The series is based on a trilogy of books co-authored by del Toro and Hogan, but Cuse cautioned that anyone familiar with the books should not automatically assume they knew every twist of the show.
"The way things happen and the fate of the characters is not completely determined by the books," he said.
Del Toro elaborated, "We wanted to hit highlights of the books. Sometimes we hit them early; sometimes we hit them much later."
The director said he first pitched the project back in 2006, but executives at the time couldn't wrap their head around the idea of horrific, monster-like vampires. They could only think of them as sexy. One suggested he do it as a comedy. Del Toro wisely kept the project to himself until the time was right.
"Vampires are truly revolting parasites," he said. "They drink you like a Capri Sun. They don't hold you and say, 'Now I give you my life.' No, they crush you and throw you away."

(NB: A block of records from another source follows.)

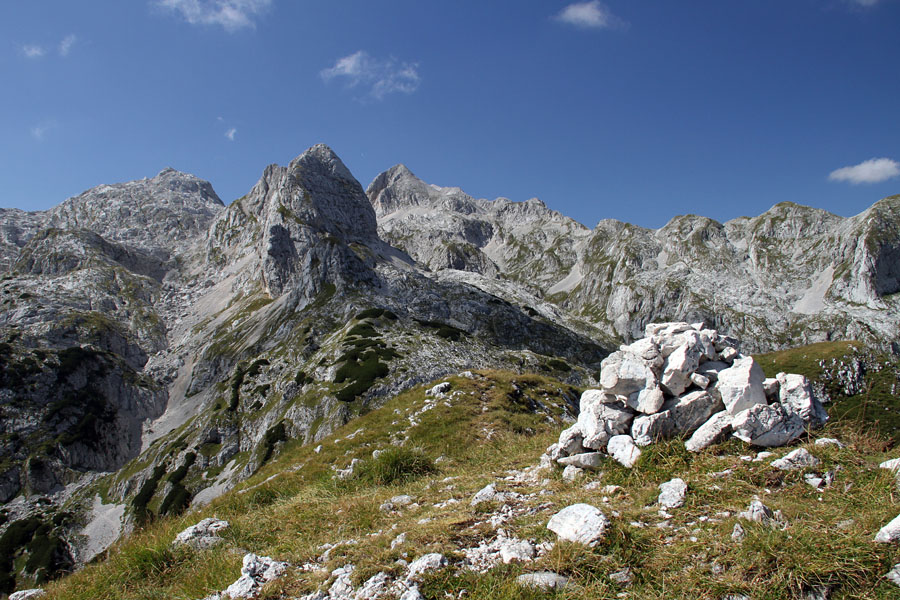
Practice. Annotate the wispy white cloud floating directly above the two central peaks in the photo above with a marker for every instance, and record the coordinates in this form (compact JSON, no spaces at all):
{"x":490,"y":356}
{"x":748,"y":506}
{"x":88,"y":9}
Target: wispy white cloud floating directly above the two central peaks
{"x":379,"y":76}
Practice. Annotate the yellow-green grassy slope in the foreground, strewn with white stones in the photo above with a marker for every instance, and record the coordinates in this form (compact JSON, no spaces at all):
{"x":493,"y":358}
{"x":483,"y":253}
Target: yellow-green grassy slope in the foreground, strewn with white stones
{"x":293,"y":506}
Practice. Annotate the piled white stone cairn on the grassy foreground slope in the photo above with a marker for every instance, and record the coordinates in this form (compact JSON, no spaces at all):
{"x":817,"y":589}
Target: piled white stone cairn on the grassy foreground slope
{"x":683,"y":380}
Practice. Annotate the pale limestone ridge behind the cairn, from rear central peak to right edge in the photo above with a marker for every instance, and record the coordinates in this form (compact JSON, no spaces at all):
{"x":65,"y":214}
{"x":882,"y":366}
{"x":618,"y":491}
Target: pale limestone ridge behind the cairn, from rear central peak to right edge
{"x":791,"y":275}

In that regard, Del Toro himself is very un-vampire-like. To kick off the panel, he was asked to describe his house, which is actually two houses, side-by-side, filled to overflowing with the director's vast collection of toys, books and other ephemera. It's 11,000 square feet, with 11 different libraries and shelves all constructed by the director himself. He also has his first toy from the age of 4 all the way up to his latest toy, which he had just picked up the morning of his TCA panel.
"It's my own research library," Del Toro said.
"It took me six weeks to escape," Cuse said.